Depoimento de Jardelina do Nascimento Araújo:
"Sou mais nova que
tudo isso, mas os meus pais e meu tio contaram tudo o que aconteceu para mim...
É que não só eu me interessei, como eles falavam muito daquilo tudo que foi
excepcional... Agora, aqueles velhos já estão mortos e estes jovens, que vieram
bem depois de mim, nem sabem de nada... Alguns, aqui, pensam até que cangaceiro é nome
de passarinho... ou é só folclore... A coisa era tão séria que a gente daqui
tinha até medo de falar de tudo aquilo até pouco tempo atrás... Mas, agora, tem
já tanto tempo... A gente mais velha achava que tinha algum perigo... Mas isso
já passou pra quase todo mundo... Tem gente que ainda nem sei se tem medo, mas
fica meio ressabiada.
Meus pais disseram
que tudo começou com a chegada umas pessoas que batiam e matavam... Ninguém sabia
direito quem eram... Só sabiam isso... Que eram sete. Que eram pessoas esquisitas
que batiam e até matavam outras pessoas... E isto deixava todo mundo assim
muito confuso... É dinheiro? Não tem dinheiro? Apanha. Tem? Apanha também. Então
não é dinheiro? Qualquer coisa apanha! Davam muita pancada de palmatória. Era
tanto bolo nas mãos que nem conta. Ficavam pretas de pancada.
Ninguém sabia de
certo o que estava acontecendo... só que tinha que evitar essas pessoas e
fugir... fugir, quando elas chegassem...
se não desse, tinha que atender o que eles queriam... O que eles
pediam... E isso espalhou como um horror... As pessoas fugiam pros matos...
E chegaram aqui
perto... ali na sede da Fazenda Lagoa do Limo, que daqui dá pra ver... É aquela
que tem gente agora chamando Santa Mônica... mas desse outro nome não sei... Só
uso mesmo como o pessoal todo o nome Lagoa do Limo, desde sempre...
Aqui era tudo bem
diferente... Estas estradas de chão não eram estradas... Eram caminhos
entranhados assim, nas caatingas... Tudo vereda... E as casas eram todas de
madeira cobertas de palha... A sede mesmo da Lagoa do Limo era uma casa de
palha...
E os sete... Eram
sete cangaceiros... Quem os viu disse que andavam sempre com muita pressa...

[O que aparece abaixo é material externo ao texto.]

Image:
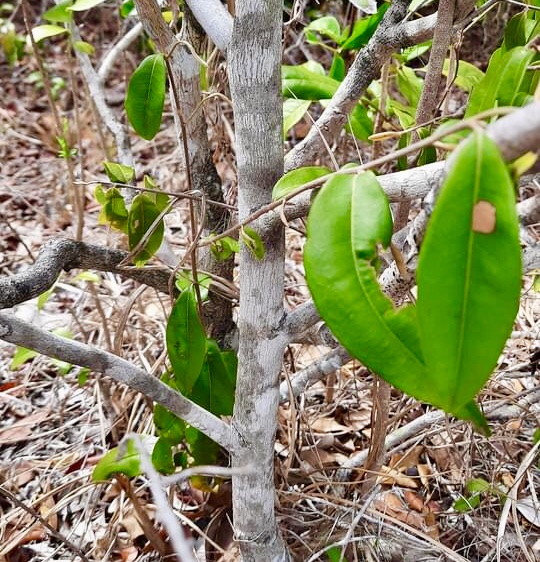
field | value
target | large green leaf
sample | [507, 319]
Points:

Andavam muito rápido prá lá e prá cá...
Eram muito brabos,
mas não soube eles não usaram as mulheres... Sei que chegaram e foram ali na
sede da Lagoa do Limo... Depois foram para a baixada... Meu tio João viu eles
descendo lá pra baixada... Quase passou por eles, Acho até que se viram, mas
eles não fizeram nada...
Agora, quando
passaram pela Nega Véia... Ela me contou as coisas que conto agora... Não sei o
nome dela... Acho que era Maria, mas não sei mais... Ela era bem menina na
época, e topou com eles... Eles perguntaram se ela podia trazer água... E a
gente daqui sabia que tinha que obedecer a eles, senão era morte certa...
O que eu mais
lembro o nome, o Azulão, perguntou pra ela que cabelo curto era aquele... Que o
certo era andar de cabelos compridos... e que ela podia morrer por causa
disso... Ele disse:
– Você com esse
cabelo cortado... Olha que eu vou é lhe matar!
Mas eles deixaram
ela ir, porque queriam ela viva pra buscar a água.
- Se você for
buscar água pra gente a gente deixa você viva!
Então ela foi
buscar a tal da água... Tava indo buscar com um pote.
Mais pra cima, ela
topou com os homens que vinham atrás deles... Eles perguntaram ela se ela tinha
visto uns homens diferentes por ali, e ela disse:
– Lampião tá lá em
casa...
Ela estava com
medo de morrer... E eles disseram pra ela que podia descer e levar a água pra
eles... E ela foi...E ela viu quando o chefe dos homens foi seguindo ela com os
outros. E como ele, quando estava chegando perto, ficou mais pra trás, e mais
abaixado... E ele se ergueu atrás de um pé de pau... E como os outros foram se
abaixando e aproximando... E se arrastando... Nega Véia me disse que viu quando o chefe
bateu o pé, como sinal, e rompeu o fogo...
Então, começou
aquele estouro... Ela se jogou no chão, senão tava mortinha...
Daqui lá é longe
uns quinhentos metros, mas meus pais e meu tio ouviram tudo direitinho... E as
balas zuniram aqui por cima, e minha mãe, Alexandrina Maria do Nascimento,
desesperada... Todo mundo se jogou no chão... E meu pai, José Umbelino do
Nascimento, disse:
– Agora pronto! O
Mundo acabou–se!
E foi muito tiro,
por muito tempo. Tiro mesmo. Tiro que passava aqui por cima. Zunia. Ziu! Pá!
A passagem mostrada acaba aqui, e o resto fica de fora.